Mitglieder der Initiative hatten sich Sonntagmorgen vor dem „Wittloge Range“-Schießstand versammelt, um für Lärmschutz zu sensibilisieren. Fotos: Reckleben-Meyer

Diepenau/Hille 09.03.2020 Von Heidi Reckleben-Meyer

Bratwürstchen als Widerstand gegen Lärm

Die Initiative „Kein Kriegslärm in Hille“ hatte eingeladen

Wer im Bereich Diepenau, Tonnenheide und Schmalge wohnt, lebt auf den ersten Blick ländlich und idyllisch. Doch diese Idylle wird seit geraumer Zeit gestört.

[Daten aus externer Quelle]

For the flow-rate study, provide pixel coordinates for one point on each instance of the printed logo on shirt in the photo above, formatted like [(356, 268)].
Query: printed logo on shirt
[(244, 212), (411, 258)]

Das an der Landesstraße 770 gelegene Areal „Wickriede“ mit einer Ausdehnung von rund 150 Hektar beherbergt zum einen den vom Mindener Panzerpionierbataillon genutzten Truppenübungsplatz, hält für die Bückeburger Heeresflieger Übungsmöglichkeiten für Hubschrauberflüge und -landungen bereit – und soll erweitert werden.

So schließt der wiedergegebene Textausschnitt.